Jukka Mäkelä

… Everything else is secondary

As I enter Jukka Mäkelä’s studio, I feel for a moment like I’m being transported from a gloomy grey November day into a sunny afternoon in late winter. Just a few steps from Fiskars old iron works and the shade of aged lindens, this brightly-lit industrial hall conveys me to the middle of a primeval forest, where here and there, the broken branches of fallen firs lay intertwined with snow.

This impression is given by the dozens of paintings, finished and unfinished, large and small, whose thickly painted lines course from one canvas to the next. The sight brings to mind the intensive, abstract expressionist collages that were once so popular on the sleeves of jazz records. Neither is it so distant from the intermingled, silvery trunks of birch groves, whose kinetics make them appear more like a black speckled surface than a three-dimensional space.

Finnish nature, its autumnal and wintry seasons and the tradition of its portrayal, has been linked so often to Mäkelä’s art that there appears no room left for another interpretation. Mäkelä has said that he finds inspiration from everything suggested by nature’s changing lights, colours and lines, thus giving his blessing on these interpretations.

However, the primary objective of a painter is to paint as well as possible. The finished works always differ from their starting point, something easily forgotten when you are in front of them. Recognising hoar-frosted branches or a snow-covered forest clearance in Mäkelä’s paintings is just one possible interpretation.

“…using clumsy tools to work the intractable and fast-drying acrylic, Jukka is completely immersed in controlling this smelly, sticky, extremely messy, synthetic product. His thoughts were far distant from the duskiness or fragrance of Finnish forests or the heritage of the Novembrists.”

Paul Osipow’s description of Mäkelä’s painting offers quite a different picture. In his opinion, it is the actual process of painting that lies at the heart of Mäkelä’s art and the rich and lively surfaces it produces. Everything else, and that which is extraneous to the painting, is secondary.

For this reason Mäkelä’s paintings should be viewed, as it were, passively, allowing the layers of colour, lines and shapes to influence as such without any pre-existing models or interpretations. The central idea behind Mäkelä’s paintings is the making of them. Seeing them in this way, however, requires patience and silence.

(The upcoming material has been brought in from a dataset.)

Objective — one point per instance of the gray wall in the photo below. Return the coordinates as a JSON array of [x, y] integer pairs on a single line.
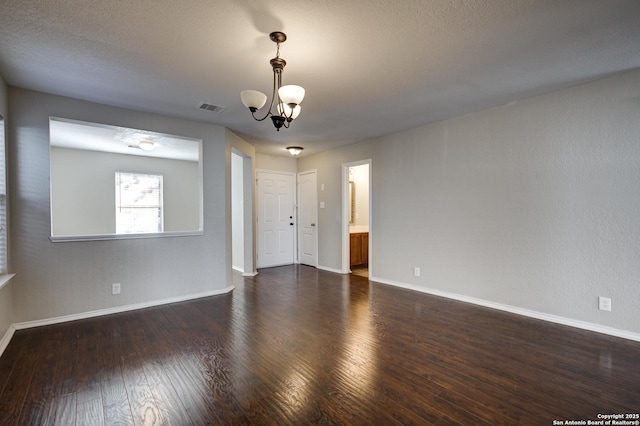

The central role of the painting process also explains the forest of paintings that dominates Mäkelä’s studio. Uncertainty is an essential part of this tightrope-walking style of working, the result of which can be a successful painting – or nothing at all. How the work goes, on the other hand, means keeping all your options open. Mäkelä is not scared of making changes to a painting, over-painting or even starting afresh. Painting takes time, but so does waiting to see what the painting will suggest. Also looking at paintings requires time. Painting is indeed a slow art.

Behind every picture lies another picture, and behind every painting lies another painting. Of all the myriad genres of painting, Mäkelä has chosen the still-life for his new works, geometrical shapes grouped loosely on the surface of the canvas. It is futile searching for the landscape’s classical division between sky and ground among his works.

As I enjoy the rich lineal layers of Mäkelä’s paintings and dive into the space that opens up somewhere between the canvas and myself, there comes to mind the monumental still-lifes that Georges Braque produced in his atelier in the middle of the last century. They were almost abstract works in which the master cites himself and in which a shady labyrinth appears to open simultaneously in front and behind the painting surface.

I’m still thinking about the meaning of the painting process to Mäkelä, of all the finished and unfinished paintings and new starts in his studio. I think of all the days and weeks, months and years he has spent and still spends with his paintings. Like Braque, I believe Mäkelä finds his main motifs from his immediate environment, from his studio, from his own art. It seems that for the present the influence of the outside world on his art is, at its deepest, but minimal.